ALEC Retreats Under Pressure, Ends Push For 'Stand Your Ground,' Voter ID Laws (UPDATE)

Corporate Lobby Group Retreats Under Pressure

WASHINGTON -- The American Legislative Exchange Council, the controversial corporate-sponsored lobbying group whose push for "stand your ground" gun laws and voter ID legislation ignited grassroots protests, announced Tuesday that it is getting out of the social policy field to focus on core economic issues.

Corporations associated with ALEC had been under siege from public interest and civil rights groups who demanded they cut ties with ALEC, most recently because of its successful push to pass "stand your ground" legislation in multiple states. Florida's version of that law has been cited as a reason why neighborhood watch volunteer George Zimmerman was not initially charged in the deadly shooting of 17-year-old Trayvon Martin.

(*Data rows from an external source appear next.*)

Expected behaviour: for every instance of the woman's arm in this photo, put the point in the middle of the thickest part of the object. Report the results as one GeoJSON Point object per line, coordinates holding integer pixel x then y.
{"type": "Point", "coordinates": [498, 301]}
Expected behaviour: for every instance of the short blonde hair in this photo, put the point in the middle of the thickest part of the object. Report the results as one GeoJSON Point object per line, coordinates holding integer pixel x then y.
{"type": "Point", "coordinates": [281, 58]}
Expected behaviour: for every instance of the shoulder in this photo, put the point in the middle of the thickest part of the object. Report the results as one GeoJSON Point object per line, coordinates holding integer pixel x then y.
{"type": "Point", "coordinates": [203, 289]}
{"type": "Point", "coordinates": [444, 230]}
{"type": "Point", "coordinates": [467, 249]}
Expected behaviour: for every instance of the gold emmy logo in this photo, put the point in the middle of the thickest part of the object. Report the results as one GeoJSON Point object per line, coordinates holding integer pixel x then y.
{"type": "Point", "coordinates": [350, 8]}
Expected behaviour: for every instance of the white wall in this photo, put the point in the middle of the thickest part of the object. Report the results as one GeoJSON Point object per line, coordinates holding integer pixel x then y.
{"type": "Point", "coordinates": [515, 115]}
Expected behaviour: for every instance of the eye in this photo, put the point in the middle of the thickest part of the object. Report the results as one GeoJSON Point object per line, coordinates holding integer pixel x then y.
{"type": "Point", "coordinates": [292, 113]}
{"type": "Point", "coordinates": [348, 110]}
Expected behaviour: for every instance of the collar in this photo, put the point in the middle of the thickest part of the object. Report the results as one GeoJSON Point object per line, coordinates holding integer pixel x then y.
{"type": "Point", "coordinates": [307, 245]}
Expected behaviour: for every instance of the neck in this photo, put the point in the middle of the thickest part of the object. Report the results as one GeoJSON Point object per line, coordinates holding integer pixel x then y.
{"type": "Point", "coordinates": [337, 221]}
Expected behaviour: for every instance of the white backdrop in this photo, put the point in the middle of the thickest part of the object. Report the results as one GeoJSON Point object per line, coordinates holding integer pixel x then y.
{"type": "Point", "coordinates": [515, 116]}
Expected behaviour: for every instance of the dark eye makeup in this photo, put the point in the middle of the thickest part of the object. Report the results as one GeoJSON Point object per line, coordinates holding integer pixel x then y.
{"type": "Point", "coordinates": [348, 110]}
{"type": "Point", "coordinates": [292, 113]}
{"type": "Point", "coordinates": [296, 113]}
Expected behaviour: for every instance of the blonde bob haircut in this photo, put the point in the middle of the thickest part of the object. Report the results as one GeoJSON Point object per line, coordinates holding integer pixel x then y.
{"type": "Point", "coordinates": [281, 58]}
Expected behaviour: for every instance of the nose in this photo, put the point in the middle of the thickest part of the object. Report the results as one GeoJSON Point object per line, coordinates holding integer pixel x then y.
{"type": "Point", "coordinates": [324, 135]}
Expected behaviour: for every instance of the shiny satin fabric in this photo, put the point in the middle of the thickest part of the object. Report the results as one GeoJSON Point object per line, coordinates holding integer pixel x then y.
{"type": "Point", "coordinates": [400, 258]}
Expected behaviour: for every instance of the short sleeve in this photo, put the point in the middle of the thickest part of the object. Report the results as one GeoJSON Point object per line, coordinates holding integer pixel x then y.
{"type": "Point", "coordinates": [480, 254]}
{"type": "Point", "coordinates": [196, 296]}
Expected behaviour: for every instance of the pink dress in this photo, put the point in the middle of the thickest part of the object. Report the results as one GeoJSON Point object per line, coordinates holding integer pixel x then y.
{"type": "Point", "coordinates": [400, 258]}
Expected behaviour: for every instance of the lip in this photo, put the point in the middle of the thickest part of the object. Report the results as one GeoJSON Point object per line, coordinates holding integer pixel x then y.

Several companies -- including Coca-Cola, Pepsi, McDonald's, Kraft and Intuit -- had already distanced themselves from ALEC before Tuesday's surprise announcement.

"We are eliminating the ALEC Public Safety and Elections task force that dealt with non-economic issues, and reinvesting these resources in the task forces that focus on the economy," David Frizzell, an Indiana state representative and current ALEC chairman, said in a statement.

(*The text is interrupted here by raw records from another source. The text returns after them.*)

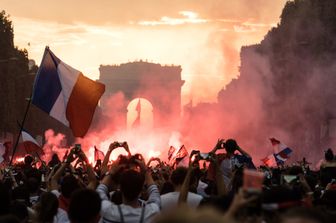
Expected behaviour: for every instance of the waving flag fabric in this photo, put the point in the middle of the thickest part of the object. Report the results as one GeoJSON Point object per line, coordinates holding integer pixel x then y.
{"type": "Point", "coordinates": [281, 151]}
{"type": "Point", "coordinates": [136, 122]}
{"type": "Point", "coordinates": [66, 94]}
{"type": "Point", "coordinates": [171, 152]}
{"type": "Point", "coordinates": [283, 155]}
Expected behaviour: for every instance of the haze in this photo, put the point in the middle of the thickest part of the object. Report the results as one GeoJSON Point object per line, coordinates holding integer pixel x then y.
{"type": "Point", "coordinates": [203, 36]}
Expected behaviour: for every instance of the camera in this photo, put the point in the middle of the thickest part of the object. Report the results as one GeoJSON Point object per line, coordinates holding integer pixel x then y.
{"type": "Point", "coordinates": [205, 156]}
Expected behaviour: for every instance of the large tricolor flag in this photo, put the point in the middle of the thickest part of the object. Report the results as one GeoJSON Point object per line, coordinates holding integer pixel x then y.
{"type": "Point", "coordinates": [171, 152]}
{"type": "Point", "coordinates": [281, 151]}
{"type": "Point", "coordinates": [66, 94]}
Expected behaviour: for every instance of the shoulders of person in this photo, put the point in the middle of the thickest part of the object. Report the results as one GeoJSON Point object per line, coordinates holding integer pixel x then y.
{"type": "Point", "coordinates": [169, 195]}
{"type": "Point", "coordinates": [61, 216]}
{"type": "Point", "coordinates": [194, 196]}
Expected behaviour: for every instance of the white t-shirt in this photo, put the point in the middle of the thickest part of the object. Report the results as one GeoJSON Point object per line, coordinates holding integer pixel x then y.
{"type": "Point", "coordinates": [170, 200]}
{"type": "Point", "coordinates": [109, 211]}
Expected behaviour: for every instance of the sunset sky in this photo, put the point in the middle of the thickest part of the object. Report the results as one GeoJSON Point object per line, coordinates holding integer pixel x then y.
{"type": "Point", "coordinates": [203, 36]}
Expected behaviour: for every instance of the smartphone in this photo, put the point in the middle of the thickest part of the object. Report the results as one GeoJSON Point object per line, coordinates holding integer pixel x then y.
{"type": "Point", "coordinates": [253, 181]}
{"type": "Point", "coordinates": [78, 148]}
{"type": "Point", "coordinates": [204, 156]}
{"type": "Point", "coordinates": [289, 178]}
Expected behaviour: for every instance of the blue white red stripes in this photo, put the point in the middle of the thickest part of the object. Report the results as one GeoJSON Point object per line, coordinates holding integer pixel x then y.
{"type": "Point", "coordinates": [66, 94]}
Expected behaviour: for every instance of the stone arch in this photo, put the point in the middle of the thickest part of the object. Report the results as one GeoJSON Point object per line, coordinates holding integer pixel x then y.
{"type": "Point", "coordinates": [161, 85]}
{"type": "Point", "coordinates": [140, 113]}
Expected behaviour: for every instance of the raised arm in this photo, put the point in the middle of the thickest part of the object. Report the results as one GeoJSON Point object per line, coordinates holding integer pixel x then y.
{"type": "Point", "coordinates": [104, 167]}
{"type": "Point", "coordinates": [93, 182]}
{"type": "Point", "coordinates": [185, 186]}
{"type": "Point", "coordinates": [57, 176]}
{"type": "Point", "coordinates": [218, 145]}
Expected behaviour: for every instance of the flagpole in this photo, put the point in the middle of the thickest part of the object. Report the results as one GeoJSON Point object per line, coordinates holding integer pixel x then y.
{"type": "Point", "coordinates": [21, 129]}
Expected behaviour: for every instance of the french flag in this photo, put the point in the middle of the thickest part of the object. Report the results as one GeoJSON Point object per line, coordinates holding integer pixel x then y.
{"type": "Point", "coordinates": [66, 94]}
{"type": "Point", "coordinates": [282, 153]}
{"type": "Point", "coordinates": [98, 154]}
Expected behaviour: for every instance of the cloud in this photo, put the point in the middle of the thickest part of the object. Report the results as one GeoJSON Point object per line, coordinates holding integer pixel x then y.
{"type": "Point", "coordinates": [189, 17]}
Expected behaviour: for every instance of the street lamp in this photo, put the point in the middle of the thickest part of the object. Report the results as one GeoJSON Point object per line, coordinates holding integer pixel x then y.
{"type": "Point", "coordinates": [5, 88]}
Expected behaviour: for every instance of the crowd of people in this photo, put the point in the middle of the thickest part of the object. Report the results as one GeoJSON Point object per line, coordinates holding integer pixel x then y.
{"type": "Point", "coordinates": [220, 186]}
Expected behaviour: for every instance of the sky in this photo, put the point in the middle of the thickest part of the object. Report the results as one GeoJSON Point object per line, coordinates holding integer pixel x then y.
{"type": "Point", "coordinates": [203, 36]}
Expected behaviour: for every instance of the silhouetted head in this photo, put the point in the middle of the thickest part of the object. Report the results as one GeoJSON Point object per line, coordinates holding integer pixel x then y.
{"type": "Point", "coordinates": [69, 185]}
{"type": "Point", "coordinates": [28, 160]}
{"type": "Point", "coordinates": [131, 184]}
{"type": "Point", "coordinates": [47, 207]}
{"type": "Point", "coordinates": [178, 176]}
{"type": "Point", "coordinates": [84, 206]}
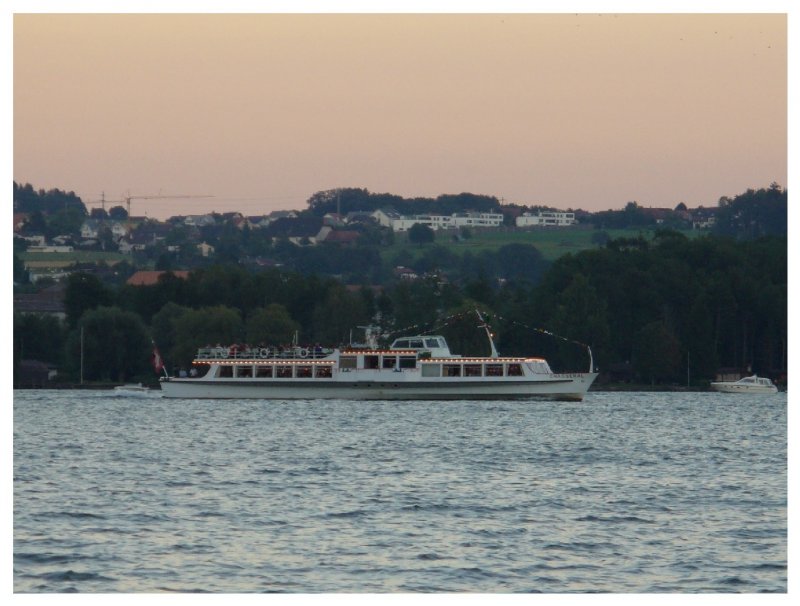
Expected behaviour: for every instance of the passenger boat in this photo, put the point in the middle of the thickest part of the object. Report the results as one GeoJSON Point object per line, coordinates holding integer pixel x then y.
{"type": "Point", "coordinates": [754, 384]}
{"type": "Point", "coordinates": [416, 367]}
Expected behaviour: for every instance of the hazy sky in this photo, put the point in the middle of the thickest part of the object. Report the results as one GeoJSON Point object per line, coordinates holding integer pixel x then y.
{"type": "Point", "coordinates": [261, 111]}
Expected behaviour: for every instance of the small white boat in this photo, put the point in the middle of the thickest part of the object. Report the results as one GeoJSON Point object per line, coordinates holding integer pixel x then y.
{"type": "Point", "coordinates": [132, 389]}
{"type": "Point", "coordinates": [754, 384]}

Rashad Robinson, executive director of ColorofChange, a civil rights group in the forefront of the campaign against ALEC, stopped short of declaring victory -- at least initially.

"I'm reading their statement as we speak," he told HuffPost. "It will be interesting as we parse out what that actually means, because ALEC sometimes says one thing and does something very different."

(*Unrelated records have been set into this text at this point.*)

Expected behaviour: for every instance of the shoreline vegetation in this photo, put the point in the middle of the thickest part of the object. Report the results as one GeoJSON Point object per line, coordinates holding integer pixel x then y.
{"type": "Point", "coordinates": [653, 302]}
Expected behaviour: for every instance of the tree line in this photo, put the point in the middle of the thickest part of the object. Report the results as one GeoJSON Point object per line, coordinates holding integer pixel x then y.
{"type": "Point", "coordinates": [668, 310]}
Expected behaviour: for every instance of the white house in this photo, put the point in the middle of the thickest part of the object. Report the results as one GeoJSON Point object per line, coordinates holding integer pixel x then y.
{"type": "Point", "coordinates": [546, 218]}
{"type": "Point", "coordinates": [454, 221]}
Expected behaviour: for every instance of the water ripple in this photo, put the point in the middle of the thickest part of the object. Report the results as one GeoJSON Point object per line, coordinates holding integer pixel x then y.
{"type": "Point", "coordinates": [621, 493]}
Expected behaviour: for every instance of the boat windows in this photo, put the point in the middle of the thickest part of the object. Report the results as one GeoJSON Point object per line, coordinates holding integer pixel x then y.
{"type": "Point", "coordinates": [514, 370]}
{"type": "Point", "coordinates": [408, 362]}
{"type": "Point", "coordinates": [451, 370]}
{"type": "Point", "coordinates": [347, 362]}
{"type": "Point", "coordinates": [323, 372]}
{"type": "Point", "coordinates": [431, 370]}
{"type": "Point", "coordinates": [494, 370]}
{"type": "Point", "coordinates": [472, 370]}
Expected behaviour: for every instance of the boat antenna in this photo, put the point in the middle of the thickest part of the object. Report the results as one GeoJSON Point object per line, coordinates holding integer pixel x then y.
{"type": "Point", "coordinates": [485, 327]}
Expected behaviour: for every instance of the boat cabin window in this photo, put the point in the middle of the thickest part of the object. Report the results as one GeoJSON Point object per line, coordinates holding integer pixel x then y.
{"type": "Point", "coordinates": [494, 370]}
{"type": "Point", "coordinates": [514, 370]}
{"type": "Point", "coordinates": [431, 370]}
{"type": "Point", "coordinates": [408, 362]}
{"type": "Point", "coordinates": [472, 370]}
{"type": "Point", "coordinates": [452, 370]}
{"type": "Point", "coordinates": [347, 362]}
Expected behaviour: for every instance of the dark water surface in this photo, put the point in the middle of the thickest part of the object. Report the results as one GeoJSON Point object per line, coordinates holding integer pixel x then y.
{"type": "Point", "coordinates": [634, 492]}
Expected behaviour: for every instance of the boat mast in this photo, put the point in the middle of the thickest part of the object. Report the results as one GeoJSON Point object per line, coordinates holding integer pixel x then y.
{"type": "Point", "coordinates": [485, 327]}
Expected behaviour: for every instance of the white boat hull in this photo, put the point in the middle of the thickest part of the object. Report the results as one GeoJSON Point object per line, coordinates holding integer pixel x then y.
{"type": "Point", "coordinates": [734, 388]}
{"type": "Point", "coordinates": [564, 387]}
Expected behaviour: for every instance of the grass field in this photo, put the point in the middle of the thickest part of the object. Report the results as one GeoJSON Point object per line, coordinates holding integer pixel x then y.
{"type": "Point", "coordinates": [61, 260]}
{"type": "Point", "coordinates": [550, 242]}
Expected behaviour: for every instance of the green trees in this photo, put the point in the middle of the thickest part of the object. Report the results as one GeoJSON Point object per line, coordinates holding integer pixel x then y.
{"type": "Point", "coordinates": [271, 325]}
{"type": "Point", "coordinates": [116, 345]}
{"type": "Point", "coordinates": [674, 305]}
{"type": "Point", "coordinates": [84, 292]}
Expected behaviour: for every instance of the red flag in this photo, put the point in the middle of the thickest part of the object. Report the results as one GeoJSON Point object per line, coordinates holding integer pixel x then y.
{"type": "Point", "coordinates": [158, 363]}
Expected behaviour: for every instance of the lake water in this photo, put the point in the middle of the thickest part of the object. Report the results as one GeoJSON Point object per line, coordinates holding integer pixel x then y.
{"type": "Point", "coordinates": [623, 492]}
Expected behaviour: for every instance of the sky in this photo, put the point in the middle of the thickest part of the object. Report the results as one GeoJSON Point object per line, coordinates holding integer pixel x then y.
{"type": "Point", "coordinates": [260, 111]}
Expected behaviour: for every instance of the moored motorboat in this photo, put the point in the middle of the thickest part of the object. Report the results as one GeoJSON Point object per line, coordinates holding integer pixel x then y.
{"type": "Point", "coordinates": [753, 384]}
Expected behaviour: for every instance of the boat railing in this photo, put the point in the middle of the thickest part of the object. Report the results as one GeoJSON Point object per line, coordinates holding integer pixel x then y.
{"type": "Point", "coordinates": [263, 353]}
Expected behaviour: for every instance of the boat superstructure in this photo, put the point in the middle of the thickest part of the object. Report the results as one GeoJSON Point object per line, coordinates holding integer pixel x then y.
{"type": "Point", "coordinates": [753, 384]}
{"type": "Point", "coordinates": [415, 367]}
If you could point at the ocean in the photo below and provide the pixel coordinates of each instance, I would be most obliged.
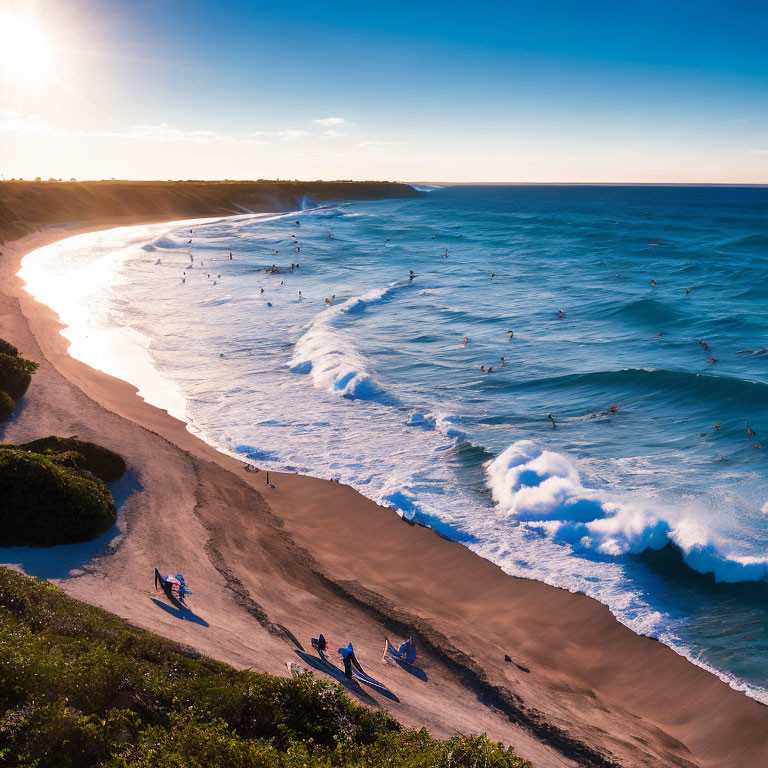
(612, 444)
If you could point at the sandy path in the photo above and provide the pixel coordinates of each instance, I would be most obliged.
(271, 565)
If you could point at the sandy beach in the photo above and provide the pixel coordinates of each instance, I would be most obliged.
(272, 567)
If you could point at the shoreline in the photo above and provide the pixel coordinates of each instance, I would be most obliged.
(591, 706)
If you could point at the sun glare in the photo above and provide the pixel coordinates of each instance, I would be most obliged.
(25, 47)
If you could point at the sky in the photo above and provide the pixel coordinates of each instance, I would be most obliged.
(672, 91)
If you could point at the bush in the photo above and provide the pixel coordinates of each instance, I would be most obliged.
(69, 451)
(15, 374)
(6, 406)
(42, 503)
(80, 687)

Robinson said he wants to see how the statement translates into action.

"This is good news in the sense that they have recognized that those ["stand your ground" and voter ID] bills represent an extreme agenda," said Lisa Graves, executive director of the Center for Media and Democracy, which published an exposé of ALEC this past fall.

"Corporate members were obviously telling them they weren't interested in underwriting that extreme agenda," Graves said. She called ALEC's announcement "a positive sign of the power of the grassroots campaign to hold ALEC and its corporate funders to account for these extreme bills."

But, she added, "I think there are definitely significant toxic aspects of the agenda that remain."

ALEC has been hugely successful at turning corporate wish lists into "model" bills that conservative state legislators then claim as their own and pass. In its statement, ALEC said it would be "redoubling our efforts on the economic front, a priority that has been the hallmark of our organization for decades." The goal: "free-market, limited government, pro-growth policies."

Aspects of that agenda concern some members of the progressive community as much or more than ALEC's stands on social policy. Measures to bust unions, remove worker protections, slash corporate taxes and privatize huge swaths of the government "are a huge portion of their agenda," Graves said.

Moreover, on many social issues, ALEC has already achieved what it set out to achieve, Graves pointed out.

"So in some ways, it's just a PR maneuver on their part, to try to stanch the bleeding," she said.

UPDATE: 1:20 p.m. -- Official responses from various anti-ALEC groups are coming in.

Common Cause declared victory. "The American public has wised up to ALEC's misguided and secretive attempts to co-opt state legislators for corporate profit," the group's president, Bob Edgar, said in a statement. "In folding its Public Safety and Elections Task Force, ALEC is abandoning under pressure the most controversial part of its agenda; that's an important victory for the American public."

ColorofChange’s Robinson released a statement calling ALEC's move "nothing more than a PR stunt aimed at diverting attention from its agenda, which has done serious damage to our communities."

Citing the group's promotion of "voter suppression laws, Kill at Will bills, and other policies that hurt Black and other marginalized communities," Robinson asserted, "To simply say they are stopping non-economic work does not provide justice to the millions of [Americans] whose lives are impacted by these dangerous and discriminatory laws courtesy of ALEC and its corporate backers."